JarvisXerxes wrote:Chan Rasjid wrote:
Or are you ruuning your debug version with assert() turned on?
I discovered the terrible blunder right before Chan posted. You're absolutely right. I built my project in visual studio under "Debug mode" instead of "Release", which definitely slows things down by an order of magnitude.
But even a correct build gives me only 20000 kn/s, still way below the standard.
Thanks a lot to HGM for your detailed explanation. This clarifies a lot of mysteries. I'm glad to listen to advice directly from qperft's author.

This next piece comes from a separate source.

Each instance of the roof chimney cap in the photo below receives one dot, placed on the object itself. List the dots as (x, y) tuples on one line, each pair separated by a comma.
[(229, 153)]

I'd try out the proposed optimizations and restructure my movegen.
Hi Jim,
there are a couple of threads in the Programming subforum where problems like legality checking, perft speed etc. are discussed. The most recent one I remember is only few days or weeks old. I suggest that you check that one as well, in addition to all the valuable replies you already received here.
My summary for you:
1) Don't worry too much about speed at all. Writing bug-free code, implementing a decent tree search and setting up a powerful testing framework are much more important than speed when starting a new engine.

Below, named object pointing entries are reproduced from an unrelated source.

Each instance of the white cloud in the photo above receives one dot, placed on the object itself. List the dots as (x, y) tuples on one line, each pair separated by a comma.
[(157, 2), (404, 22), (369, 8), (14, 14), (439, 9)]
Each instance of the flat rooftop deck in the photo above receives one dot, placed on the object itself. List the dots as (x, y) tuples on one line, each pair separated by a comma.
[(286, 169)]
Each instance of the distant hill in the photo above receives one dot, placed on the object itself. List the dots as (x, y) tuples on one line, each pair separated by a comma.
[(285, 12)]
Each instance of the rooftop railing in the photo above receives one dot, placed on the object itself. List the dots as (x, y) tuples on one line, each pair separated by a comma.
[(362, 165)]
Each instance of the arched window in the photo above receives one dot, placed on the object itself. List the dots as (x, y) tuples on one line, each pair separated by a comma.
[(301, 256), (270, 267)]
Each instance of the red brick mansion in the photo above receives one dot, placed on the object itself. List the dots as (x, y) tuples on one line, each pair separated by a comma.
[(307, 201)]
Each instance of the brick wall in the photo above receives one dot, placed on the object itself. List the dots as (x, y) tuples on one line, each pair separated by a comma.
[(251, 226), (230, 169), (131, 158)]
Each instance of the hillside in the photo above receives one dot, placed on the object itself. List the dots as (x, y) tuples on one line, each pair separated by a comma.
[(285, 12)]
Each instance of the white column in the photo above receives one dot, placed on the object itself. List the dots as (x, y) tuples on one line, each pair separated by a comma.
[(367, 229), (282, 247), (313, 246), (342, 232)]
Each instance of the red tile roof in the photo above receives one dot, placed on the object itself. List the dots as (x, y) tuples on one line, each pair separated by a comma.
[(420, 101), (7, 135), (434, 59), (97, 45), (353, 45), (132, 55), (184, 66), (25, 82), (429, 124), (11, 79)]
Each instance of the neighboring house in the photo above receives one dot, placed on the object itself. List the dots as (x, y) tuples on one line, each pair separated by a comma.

2) Don't worry too much about perft speed as well. Perft is mainly an important testing method to verify correctness of your move generator, make/unmake and basic data structures. Running perft faster saves some seconds or maybe minutes of testing time only.
3) Even doubling the speed of your move generator and make/unmake code would only have a very small impact on the playing strength of a real engine since usually an engine uses only a small portion of its search time for these parts while most of the time is used for static evaluation and search. For instance if your movegen/make/unmake initially takes 20% of all search time and you really manage to double its speed (not for perft, of course!) then previous 100% become 90% so you get an overall 10% speedup only. In reality numbers will be even much smaller.
4) Measuring search speed is usually done by counting the number of nodes visited, including leaves as well as internal nodes. A fair comparison of perft speed between different programs (on the same HW platform!) would require to compare these "nodes per second" numbers while "leaves per second" can be misleading since it depends heavily on the algorithm to calculate that number (see next point).
5) There is mainly one significant speedup trick for perft and that is "bulk counting" (already mentioned by HGM) where make/unmake is avoided as much as possible at the last ply above the horizon since you only need the number of legal moves. Just in case you have not done that already: the trick is that all pseudo-legal moves except
- check evasions,
- king moves,
- moves of pinned pieces, and
- ep captures
are always legal so these can be counted without make/unmake. So at least for perft you can calculate all squares of pinned pieces, save them in a bitboard, and use that together with the other conditions above to decide whether you need the legality test. This will usually result in a boost of perft speed. Whether this method also improves overall speed for the normal search depends on a couple of things, please refer to the recent thread I mentioned above for a discussion about this topic.